Miles away, TinCanz was alive with music and the aroma of festive foods. Bud sat trying to maintain an increasingly strained line of amusing chatter, his light sportcoat only enhancing his broad shoulders and athletic build. Sandy Swift and Bashalli Prandit smiled politely at their table companion, but their smiles had begun to droop—Tom was already an hour late.

"I wonder if you shouldn’t try calling again," said Bashalli to Bud.

"I’ve already called the lab, his office, and the house," Bud replied helplessly.

"Tom may be a super-genius," fumed Sandy, "but sometimes I think his brain-antenna doesn’t pull in all the channels! I wonder who he’s off rescuing
now!"

Bud began to reassure her. "Look, I’m sure he’s—"

"He’s
here!"
cried Bashalli.

Tom made his way across the restaurant floor, handsome and striking in blue-toned sportcoat and slacks. "Hi, folks," he said.

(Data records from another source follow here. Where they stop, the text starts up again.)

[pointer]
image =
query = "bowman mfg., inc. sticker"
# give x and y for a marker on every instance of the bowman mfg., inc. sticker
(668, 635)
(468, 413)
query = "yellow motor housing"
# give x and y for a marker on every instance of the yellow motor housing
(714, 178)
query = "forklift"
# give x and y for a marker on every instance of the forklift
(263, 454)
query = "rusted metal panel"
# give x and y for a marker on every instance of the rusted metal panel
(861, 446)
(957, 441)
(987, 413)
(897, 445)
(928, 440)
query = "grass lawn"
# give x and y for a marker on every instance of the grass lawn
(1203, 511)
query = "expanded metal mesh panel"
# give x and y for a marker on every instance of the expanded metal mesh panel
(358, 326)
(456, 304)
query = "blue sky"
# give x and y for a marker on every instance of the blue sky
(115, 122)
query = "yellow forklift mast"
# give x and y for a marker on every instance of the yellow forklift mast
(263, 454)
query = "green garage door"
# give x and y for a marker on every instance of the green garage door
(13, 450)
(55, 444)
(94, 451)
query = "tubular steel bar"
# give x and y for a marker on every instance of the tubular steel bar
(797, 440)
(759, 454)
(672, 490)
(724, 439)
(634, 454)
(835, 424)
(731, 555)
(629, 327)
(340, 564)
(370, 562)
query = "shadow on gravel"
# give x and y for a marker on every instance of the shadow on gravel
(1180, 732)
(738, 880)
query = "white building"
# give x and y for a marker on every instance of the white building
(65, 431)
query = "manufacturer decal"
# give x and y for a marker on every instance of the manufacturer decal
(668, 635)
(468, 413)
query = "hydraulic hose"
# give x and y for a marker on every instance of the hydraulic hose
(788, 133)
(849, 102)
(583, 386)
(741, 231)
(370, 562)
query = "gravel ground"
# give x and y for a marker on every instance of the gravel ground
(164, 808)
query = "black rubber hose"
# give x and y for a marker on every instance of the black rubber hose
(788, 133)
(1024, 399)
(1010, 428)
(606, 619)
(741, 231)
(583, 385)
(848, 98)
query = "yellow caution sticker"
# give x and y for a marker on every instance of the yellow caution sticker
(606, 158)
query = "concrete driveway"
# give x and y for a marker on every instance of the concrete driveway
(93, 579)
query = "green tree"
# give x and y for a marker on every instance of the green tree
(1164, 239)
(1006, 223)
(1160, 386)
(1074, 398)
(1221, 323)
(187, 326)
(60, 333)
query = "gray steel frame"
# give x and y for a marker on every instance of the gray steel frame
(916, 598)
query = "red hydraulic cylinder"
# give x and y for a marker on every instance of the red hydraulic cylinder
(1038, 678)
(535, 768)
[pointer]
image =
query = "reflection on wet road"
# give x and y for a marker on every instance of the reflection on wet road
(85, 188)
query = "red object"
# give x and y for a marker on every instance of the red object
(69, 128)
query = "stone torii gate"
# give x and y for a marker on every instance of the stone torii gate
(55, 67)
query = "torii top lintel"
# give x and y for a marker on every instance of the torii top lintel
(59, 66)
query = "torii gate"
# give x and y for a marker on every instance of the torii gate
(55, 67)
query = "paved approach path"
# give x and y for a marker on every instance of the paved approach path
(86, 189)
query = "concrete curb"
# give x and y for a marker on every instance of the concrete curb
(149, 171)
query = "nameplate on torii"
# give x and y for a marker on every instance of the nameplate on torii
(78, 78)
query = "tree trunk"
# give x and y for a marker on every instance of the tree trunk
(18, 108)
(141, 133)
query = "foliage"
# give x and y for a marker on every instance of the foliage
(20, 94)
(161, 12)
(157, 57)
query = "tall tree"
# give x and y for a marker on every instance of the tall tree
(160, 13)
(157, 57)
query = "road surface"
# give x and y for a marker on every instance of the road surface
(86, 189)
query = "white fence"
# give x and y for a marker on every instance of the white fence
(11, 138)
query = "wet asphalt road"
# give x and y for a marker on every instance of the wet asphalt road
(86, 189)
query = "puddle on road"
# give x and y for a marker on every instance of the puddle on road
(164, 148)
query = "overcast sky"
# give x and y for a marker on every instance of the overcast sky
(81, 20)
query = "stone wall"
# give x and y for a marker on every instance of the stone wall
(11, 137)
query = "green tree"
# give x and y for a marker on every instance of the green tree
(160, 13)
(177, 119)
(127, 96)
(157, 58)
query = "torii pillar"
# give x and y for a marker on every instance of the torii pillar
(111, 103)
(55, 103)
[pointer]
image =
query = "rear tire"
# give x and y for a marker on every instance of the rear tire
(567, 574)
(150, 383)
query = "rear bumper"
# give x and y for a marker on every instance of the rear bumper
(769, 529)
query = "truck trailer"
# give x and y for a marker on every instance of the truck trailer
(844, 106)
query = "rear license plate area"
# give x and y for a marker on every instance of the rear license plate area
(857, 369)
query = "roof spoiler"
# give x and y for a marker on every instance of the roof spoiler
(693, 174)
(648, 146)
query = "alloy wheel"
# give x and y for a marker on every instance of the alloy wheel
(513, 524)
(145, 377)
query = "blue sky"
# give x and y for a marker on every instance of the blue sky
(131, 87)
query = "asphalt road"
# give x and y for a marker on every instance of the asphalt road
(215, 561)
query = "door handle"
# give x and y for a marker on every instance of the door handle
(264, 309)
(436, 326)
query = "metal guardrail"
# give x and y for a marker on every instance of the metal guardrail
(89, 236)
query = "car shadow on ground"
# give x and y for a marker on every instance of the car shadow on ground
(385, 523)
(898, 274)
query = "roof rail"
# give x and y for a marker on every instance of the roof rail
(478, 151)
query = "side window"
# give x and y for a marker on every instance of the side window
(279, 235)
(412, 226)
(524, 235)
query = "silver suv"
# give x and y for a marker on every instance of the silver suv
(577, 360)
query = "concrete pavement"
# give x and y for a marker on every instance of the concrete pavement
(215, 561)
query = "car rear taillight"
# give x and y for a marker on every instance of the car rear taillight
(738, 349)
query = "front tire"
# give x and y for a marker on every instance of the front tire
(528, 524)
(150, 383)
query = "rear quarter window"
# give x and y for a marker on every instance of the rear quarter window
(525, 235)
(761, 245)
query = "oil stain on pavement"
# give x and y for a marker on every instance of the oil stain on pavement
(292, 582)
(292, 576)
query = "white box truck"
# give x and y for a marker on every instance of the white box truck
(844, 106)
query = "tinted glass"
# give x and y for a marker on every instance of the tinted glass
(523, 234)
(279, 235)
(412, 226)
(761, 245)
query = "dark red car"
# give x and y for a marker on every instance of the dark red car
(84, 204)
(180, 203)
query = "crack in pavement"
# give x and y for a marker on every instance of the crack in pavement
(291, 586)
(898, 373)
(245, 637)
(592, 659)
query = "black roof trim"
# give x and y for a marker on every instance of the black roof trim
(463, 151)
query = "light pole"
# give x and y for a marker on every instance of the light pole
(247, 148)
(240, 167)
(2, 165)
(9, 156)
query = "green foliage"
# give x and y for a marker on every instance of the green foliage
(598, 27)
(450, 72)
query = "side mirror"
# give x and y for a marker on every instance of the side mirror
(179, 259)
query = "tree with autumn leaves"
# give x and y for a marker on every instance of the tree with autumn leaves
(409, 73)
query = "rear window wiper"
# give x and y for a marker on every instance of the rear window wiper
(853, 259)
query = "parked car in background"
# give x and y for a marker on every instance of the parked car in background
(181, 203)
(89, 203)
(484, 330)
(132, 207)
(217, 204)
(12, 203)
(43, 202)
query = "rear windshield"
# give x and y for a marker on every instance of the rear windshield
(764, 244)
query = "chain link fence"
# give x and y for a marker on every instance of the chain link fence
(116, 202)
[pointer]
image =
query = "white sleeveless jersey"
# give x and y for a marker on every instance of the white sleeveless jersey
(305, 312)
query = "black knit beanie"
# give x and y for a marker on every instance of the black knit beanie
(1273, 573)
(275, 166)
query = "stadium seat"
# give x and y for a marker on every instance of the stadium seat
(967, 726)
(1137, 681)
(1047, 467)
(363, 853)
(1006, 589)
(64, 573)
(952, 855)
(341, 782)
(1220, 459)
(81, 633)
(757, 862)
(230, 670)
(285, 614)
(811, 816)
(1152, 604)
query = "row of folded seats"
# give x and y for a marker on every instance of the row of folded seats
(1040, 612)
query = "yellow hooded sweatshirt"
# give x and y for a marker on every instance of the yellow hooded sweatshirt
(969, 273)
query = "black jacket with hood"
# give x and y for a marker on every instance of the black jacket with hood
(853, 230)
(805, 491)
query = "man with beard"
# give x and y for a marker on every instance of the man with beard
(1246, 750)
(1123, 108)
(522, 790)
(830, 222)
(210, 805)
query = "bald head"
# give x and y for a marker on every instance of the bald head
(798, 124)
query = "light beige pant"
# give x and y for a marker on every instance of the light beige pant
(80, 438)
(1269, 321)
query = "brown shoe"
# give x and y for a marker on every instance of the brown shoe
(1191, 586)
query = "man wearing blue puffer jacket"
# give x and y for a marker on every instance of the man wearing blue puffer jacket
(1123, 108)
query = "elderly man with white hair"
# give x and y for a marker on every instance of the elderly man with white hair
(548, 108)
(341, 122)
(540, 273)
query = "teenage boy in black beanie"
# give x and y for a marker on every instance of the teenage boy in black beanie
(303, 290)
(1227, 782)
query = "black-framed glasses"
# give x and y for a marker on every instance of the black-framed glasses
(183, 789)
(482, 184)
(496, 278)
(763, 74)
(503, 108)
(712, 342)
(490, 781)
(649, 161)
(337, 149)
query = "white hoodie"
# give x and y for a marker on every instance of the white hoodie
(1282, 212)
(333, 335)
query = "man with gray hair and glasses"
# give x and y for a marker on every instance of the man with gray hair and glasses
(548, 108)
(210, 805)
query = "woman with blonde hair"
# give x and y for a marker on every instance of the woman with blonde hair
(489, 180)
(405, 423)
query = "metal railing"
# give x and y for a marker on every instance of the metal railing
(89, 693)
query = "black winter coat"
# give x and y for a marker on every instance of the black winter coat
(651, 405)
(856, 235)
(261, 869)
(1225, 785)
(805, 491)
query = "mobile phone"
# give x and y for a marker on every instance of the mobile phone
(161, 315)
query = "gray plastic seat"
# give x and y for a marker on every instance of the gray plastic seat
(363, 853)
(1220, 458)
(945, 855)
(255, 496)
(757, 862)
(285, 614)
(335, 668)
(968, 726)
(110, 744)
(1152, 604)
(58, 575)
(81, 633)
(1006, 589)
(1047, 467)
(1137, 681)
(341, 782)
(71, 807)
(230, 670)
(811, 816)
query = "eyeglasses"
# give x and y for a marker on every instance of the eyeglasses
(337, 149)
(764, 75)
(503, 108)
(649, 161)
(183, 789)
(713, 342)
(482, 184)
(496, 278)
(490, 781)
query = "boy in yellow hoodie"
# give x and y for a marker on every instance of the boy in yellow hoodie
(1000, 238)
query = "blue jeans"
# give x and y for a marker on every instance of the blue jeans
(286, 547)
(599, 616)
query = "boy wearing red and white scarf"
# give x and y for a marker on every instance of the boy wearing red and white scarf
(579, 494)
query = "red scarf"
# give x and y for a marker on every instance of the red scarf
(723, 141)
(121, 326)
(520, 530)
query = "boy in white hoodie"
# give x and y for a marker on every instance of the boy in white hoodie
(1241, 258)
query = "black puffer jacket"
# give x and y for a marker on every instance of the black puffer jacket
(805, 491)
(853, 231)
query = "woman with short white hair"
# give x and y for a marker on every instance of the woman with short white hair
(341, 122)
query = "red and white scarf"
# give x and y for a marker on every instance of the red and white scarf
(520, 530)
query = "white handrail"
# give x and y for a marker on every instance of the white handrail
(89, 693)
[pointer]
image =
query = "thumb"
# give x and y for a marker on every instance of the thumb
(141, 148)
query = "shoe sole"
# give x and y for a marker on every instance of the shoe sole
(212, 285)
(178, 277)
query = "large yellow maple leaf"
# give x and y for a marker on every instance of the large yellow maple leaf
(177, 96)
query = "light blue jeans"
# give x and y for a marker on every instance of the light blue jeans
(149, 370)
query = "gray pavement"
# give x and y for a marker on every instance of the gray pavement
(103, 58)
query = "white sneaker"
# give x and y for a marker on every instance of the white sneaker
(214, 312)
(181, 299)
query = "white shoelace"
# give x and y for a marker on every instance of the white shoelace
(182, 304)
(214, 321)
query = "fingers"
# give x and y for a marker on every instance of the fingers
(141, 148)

His face assumed a pitiable expression. "Guess I’m a little late—ran into some last minute problems back at Enterprises!"

"We’ve been living on bread and water for an hour," Sandy said with a frown. But then she relented and smiled. "You look awful nice, though, Tom—for a big brother."

Tom grinned his thanks and the table ordered dinner. Meanwhile Bud kept eyeing Tom with suspicion, and when the girls stepped away he leaned over and said quietly, "I know that expression on your face, Tom. Something’s up."

Tom nodded and briefly described what had occurred. "I alerted Harlan Ames right away," he concluded, "and then I showered and changed and sped over here with pedal to the metal. But I don’t want to spoil the girls’ evening; not after all the drama last night at the armory."

Bud agreed to say nothing about the incident. Soon the foursome were enjoying a good meal and the usual bad jokes, now and then pausing to appreciate the moonlight falling on Lake Carlopa.

Over dessert Bud remarked, "You know, Tom, it’s been months since we’ve played tennis. Not that I blame you! I seem to remember I was pretty good at it."

Tom smiled slyly and winked in Bashalli’s direction. "How about tomorrow—around three?"

"Sure! At the high school courts, or the country club?"

"Neither," said Tom. "Just meet me at Enterprises. Come for me at my lab—you know,
just in case
I forget!"

Further comment, including a tart retort by Bashalli, was interrupted by the appearance of a server who told Tom there was a telephone caller awaiting him on the restaurant phone. "Be right back," Tom said to the others.

"I doubt it," was Sandy’s breezy comment.

In the lobby Tom was directed to the telephone alcove. He picked up the receiver and identified himself.

"Yes," said the man on the other end, "I recognize your voice. They said at your home where you’d gone for the evening."

Tom was mystified. "Who is this?"

"My name is Marco Gallanan. I’m calling to apologize and try to explain why I did what I did."

"Why you did what?"

The response left Tom thunderstruck. "I’m the one who knocked you out this evening, and put you in that tank!" Before Tom could say a word, Gallanan went on: "Please, if I have your word that you won’t have me arrested—not until I’ve said what I have to say—I’ll lead you to the person who is back of all your troubles—the man who’s after your giant robot!"